Chief Executive signs NHS Smokefree Pledge

Trish Armstrong-Child signing the NHS Smokefree Pledge

Trish Armstrong-Child signing the NHS Smokefree Pledge

As part of the Trust’s commitment to helping smokers quit and providing smokefree environments that support them, senior executives at Blackpool Teaching Hospitals  are re-signing the NHS Smokefree Pledge. Chief Executive Trish Armstrong-Child, re-signed the pledge today to demonstrate her responsibility in reducing the health disparities related to smoking in our community and its overall impact on the NHS.

The NHS Smokefree Pledge aims to be a clear and visible way for NHS organisations to show their commitment to helping smokers to quit and to providing smokefree environments which support quitting. Our Fylde Coast Smokefree Services signed the NHS Smokefree Pledge in November of 2018, committing to reduce the harm caused by tobacco through implementing our Trust’s smokefree policy. The NHS Smokefree Pledge was relaunched to bring it into line with the Government’s ambition for England to be smokefree by 2030 and commitments made to improve smoking cessation support available through the NHS in the NHS Long Term Plan.
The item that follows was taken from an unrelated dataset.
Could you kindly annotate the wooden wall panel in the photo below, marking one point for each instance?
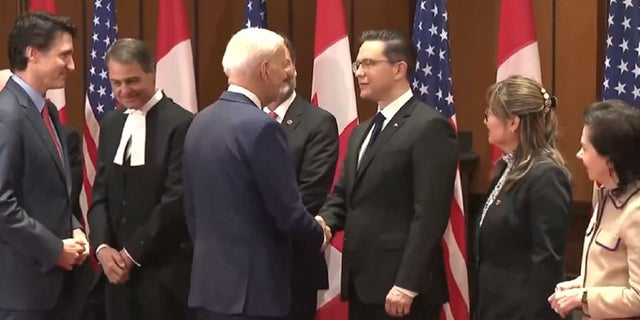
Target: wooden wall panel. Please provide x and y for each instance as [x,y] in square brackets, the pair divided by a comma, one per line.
[577,53]
[8,13]
[577,84]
On 10th January 2023, The Fylde Coast Smokefree Services came together for an outreach event at the Trust to raise awareness of the Trust being a smokefree site. The event was a resounding success, and over 250 signed pledges from staff & visitors to show their commitment to supporting a smokefree NHS. The engagement event also showed fellow NHS colleagues and Hospital visitors what support is available to them as an inpatient, a visitor or NHS staff if they wanted to quit smoking.

Colleagues and visitors to the Trust signed the pledge too.
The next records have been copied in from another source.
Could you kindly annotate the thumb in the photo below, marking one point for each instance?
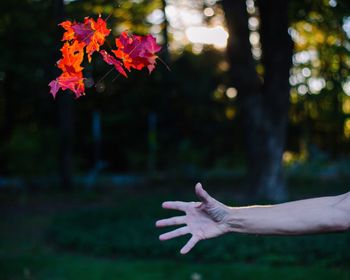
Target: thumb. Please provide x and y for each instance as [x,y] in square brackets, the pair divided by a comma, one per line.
[201,193]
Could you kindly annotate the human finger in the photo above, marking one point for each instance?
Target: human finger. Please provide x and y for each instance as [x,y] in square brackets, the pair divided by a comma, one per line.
[189,245]
[174,221]
[175,233]
[175,205]
[201,193]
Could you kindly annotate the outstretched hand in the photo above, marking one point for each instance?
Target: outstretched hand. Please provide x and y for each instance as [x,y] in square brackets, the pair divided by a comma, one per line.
[203,220]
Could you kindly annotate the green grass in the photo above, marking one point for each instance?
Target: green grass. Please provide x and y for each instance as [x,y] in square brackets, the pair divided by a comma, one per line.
[111,235]
[69,266]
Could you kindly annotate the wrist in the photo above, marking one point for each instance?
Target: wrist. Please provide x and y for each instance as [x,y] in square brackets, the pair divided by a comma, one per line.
[236,220]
Colleagues and visitors to the Trust signed the pledge too.

Why does the NHS Smokefree Pledge matter?

In England alone, almost 75,000 people die from smoking related diseases each year. Smoking accounts for over one-third of all deaths from respiratory disease, one quarter of all deaths from cancer and over one tenth of all deaths caused by circulatory diseases. On average, smoking reduces life expectancy by 10 years. If hospitalised, people who smoke are more likely to require longer stays and need intensive care after surgery.
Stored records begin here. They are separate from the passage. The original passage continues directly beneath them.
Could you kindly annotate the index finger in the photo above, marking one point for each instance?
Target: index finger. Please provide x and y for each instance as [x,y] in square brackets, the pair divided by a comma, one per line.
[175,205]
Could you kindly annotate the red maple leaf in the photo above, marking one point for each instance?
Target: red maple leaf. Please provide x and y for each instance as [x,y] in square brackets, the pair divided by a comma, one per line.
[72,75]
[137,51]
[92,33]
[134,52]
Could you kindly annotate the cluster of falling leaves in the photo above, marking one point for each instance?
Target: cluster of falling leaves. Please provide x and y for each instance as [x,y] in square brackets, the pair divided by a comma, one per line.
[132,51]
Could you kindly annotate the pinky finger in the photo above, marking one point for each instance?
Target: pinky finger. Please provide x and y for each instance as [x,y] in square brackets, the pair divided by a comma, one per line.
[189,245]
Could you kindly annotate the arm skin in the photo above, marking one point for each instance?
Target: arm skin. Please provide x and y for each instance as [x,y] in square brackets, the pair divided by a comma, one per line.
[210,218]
Thus, smoking creates an inevitable cost to society and to the NHS. ASH estimates that smoking costs the NHS approximately £2.4 billion each year through smoking-related hospital admissions and the cost of treating smoking related illness via primary care services. Delivering the commitments in the NHS Smokefree Pledge will not only bring us closer to national targets to reduce smoking rates but can ultimately save tens of thousands of lives and billions of pounds in NHS resources.